We asked them what message they want to get across to encourage more Asians to register to donate. They said:
“Conditions which are treated with a stem cell transplant are increasingly prevalent, and while your family members may be in relatively good health today, like us you never know what is around the corner.
“There is often not much time to find a donor and patients struggling to find a match face agonising wait for a match to come up.
“If we as a society can come together to increase the donor pool (only 2% of the country is currently registered as donors), everyone stands to benefit by not having to do the campaigning we are having to today when faced with the same, or even worse situations.
“Ethnicity is a big factor in matching, so we need Asians, in particular, to come forward as registrants.”
They continued to explain their aim, saying: “Our focus is to increase the donor pool which inevitably will help families needing a donor.
“We help by giving financial donations to the charities that are supporting our search (e.g.

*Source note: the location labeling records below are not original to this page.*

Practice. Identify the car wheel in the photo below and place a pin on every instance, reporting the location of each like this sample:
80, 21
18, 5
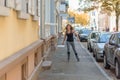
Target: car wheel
93, 53
106, 65
90, 49
81, 40
117, 69
87, 46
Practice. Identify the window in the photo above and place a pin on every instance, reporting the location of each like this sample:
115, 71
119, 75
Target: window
25, 6
36, 59
2, 2
24, 71
4, 11
3, 77
24, 9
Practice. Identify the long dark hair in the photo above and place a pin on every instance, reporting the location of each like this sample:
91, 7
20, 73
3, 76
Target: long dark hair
71, 28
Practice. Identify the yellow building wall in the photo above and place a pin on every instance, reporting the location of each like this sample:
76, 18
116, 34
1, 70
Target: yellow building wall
16, 34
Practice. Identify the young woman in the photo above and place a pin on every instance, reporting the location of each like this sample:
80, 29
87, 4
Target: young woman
69, 34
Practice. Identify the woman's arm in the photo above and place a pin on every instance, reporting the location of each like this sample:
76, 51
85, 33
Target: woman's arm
77, 35
64, 39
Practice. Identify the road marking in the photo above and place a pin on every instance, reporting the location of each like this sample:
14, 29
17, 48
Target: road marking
103, 72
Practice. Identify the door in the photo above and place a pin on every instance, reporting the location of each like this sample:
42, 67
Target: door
112, 47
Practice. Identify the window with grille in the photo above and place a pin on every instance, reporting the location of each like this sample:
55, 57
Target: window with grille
25, 71
3, 77
36, 59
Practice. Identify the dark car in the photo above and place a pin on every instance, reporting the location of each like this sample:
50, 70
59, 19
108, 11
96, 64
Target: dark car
112, 53
83, 34
91, 39
98, 45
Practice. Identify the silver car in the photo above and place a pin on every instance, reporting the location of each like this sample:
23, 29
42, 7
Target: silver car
98, 45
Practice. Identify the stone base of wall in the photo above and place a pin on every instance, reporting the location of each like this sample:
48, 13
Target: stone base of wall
26, 63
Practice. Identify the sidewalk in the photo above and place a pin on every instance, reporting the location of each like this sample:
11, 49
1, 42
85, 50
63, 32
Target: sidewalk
86, 69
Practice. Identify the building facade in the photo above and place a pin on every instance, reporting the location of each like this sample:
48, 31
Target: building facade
24, 44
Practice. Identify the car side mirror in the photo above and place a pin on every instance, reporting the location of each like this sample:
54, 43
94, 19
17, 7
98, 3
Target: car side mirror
94, 41
112, 43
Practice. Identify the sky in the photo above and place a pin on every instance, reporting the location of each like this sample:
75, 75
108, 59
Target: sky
74, 4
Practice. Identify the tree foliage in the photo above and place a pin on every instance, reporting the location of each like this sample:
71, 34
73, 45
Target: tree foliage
109, 6
80, 18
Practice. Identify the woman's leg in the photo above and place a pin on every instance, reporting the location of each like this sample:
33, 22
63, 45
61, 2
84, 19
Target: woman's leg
68, 50
73, 46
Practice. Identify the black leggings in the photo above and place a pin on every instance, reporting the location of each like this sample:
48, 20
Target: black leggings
73, 47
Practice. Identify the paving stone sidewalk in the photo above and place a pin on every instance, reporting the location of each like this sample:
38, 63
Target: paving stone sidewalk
61, 69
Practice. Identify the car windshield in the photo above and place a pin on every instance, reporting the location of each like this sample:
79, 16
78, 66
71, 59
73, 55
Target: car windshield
85, 31
104, 37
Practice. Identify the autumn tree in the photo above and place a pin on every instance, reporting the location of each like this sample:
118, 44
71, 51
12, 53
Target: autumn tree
108, 6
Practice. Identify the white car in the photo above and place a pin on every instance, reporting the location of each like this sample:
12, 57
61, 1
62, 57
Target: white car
98, 45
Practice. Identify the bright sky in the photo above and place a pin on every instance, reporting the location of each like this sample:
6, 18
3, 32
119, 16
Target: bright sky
74, 4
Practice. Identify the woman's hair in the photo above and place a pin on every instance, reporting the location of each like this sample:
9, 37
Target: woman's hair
71, 28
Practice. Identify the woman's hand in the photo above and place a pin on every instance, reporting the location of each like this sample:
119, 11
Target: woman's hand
62, 43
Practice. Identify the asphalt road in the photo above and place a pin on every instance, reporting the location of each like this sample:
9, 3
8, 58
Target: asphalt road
109, 72
86, 69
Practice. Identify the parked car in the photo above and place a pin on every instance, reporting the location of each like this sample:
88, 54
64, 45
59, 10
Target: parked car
83, 34
91, 39
98, 45
112, 53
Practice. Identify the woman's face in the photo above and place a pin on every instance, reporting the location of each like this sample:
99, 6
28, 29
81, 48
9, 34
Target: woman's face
68, 27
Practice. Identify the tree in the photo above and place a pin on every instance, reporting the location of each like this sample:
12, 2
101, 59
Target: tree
110, 6
80, 18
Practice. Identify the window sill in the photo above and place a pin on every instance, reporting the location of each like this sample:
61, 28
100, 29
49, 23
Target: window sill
23, 15
35, 18
4, 11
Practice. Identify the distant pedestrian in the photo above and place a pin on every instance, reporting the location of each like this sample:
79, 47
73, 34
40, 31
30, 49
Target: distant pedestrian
69, 34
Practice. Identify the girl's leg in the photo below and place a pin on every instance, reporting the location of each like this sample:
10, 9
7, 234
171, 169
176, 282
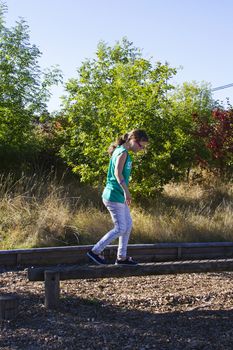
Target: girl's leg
117, 212
124, 238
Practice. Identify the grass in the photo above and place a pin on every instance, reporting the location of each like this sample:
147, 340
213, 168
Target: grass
39, 212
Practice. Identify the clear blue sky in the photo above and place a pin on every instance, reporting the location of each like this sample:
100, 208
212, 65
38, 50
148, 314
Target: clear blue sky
194, 34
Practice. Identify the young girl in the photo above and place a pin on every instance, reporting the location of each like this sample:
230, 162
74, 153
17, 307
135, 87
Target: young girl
116, 196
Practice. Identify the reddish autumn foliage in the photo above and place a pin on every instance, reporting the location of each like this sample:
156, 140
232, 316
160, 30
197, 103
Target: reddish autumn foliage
216, 134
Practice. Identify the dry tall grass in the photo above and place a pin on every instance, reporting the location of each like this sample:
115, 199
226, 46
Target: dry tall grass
45, 212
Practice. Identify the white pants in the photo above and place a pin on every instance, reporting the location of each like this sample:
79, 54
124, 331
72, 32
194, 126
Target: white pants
122, 228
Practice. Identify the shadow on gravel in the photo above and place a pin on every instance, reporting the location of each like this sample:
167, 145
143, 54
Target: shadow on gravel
96, 325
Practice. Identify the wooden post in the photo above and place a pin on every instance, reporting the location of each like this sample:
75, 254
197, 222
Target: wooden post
52, 289
8, 307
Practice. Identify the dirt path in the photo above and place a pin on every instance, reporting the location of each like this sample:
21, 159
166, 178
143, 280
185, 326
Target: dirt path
191, 311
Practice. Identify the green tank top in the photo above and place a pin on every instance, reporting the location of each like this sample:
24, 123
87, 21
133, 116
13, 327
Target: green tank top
113, 192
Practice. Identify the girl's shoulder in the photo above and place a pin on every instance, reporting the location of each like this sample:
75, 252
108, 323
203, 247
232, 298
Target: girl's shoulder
119, 150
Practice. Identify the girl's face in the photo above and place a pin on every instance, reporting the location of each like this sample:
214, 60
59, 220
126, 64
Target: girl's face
137, 146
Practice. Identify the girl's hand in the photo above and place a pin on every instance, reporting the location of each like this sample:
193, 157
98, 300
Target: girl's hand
128, 198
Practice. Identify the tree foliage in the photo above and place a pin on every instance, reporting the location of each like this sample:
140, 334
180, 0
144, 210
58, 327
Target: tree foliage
24, 87
118, 91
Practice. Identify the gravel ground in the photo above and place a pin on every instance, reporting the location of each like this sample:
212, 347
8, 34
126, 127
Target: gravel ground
176, 312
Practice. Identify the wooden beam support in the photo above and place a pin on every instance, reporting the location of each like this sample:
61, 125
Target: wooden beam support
108, 271
52, 289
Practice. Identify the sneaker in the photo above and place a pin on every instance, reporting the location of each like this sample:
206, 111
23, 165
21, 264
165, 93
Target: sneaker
128, 261
96, 258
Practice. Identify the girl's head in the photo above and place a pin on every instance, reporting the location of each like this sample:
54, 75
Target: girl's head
135, 141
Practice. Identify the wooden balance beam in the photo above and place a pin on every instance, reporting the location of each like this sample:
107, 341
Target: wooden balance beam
53, 275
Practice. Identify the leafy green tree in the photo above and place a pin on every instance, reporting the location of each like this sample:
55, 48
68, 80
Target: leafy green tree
118, 91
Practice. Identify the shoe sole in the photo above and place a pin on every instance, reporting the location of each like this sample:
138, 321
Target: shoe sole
96, 261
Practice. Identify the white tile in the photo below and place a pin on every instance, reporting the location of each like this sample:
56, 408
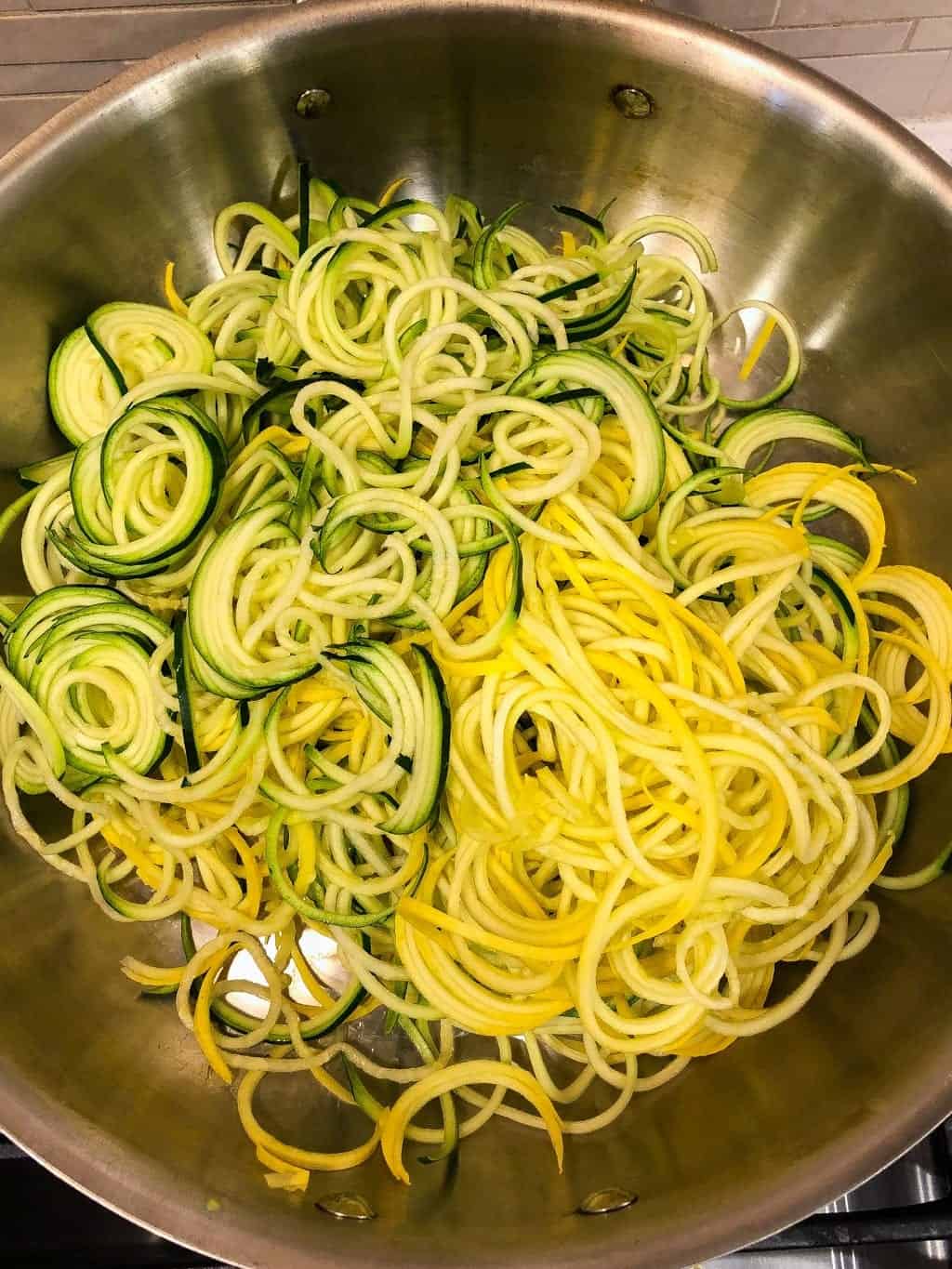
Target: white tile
940, 99
20, 115
801, 13
937, 135
739, 14
108, 34
897, 83
875, 37
933, 33
56, 76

Anthony Nolan and DKMS in the UK), and secondly, by sharing our story as much as possible.”
Despite the chances being extremely low, there have been several high-profile cases of British Asians finding donor matches.
However, with greater willingness from the Asian community, this could lead to more favourable outcomes.
In 2019, Jayden Dhillon found a successful donor match which saved his life. Nirav explained the feeling of finding a potential stem cell donor match”
“From our perspective, the feeling would be of immense relief, given the rarity of matching.”
Every moment someone signs up to join the stem cell register it acts as a ray of hope. It can give a new lease of life for someone like Veer.
Veer’s parents’ campaign stems beyond just helping save the life of their beloved son. They are tirelessly working to increase the expand the need for Asian donors. They said:
“We are trying our best to increase awareness to help not only Veer but countless other people from all backgrounds. That’s why we’re sharing our story – it’s not just for Veer.”
Spread the message for Veer, for everyone who is suffering from detrimental disorders like this. A lifesaving stem cell transplant is required, register today and spread the word #HelpVeerNow campaign.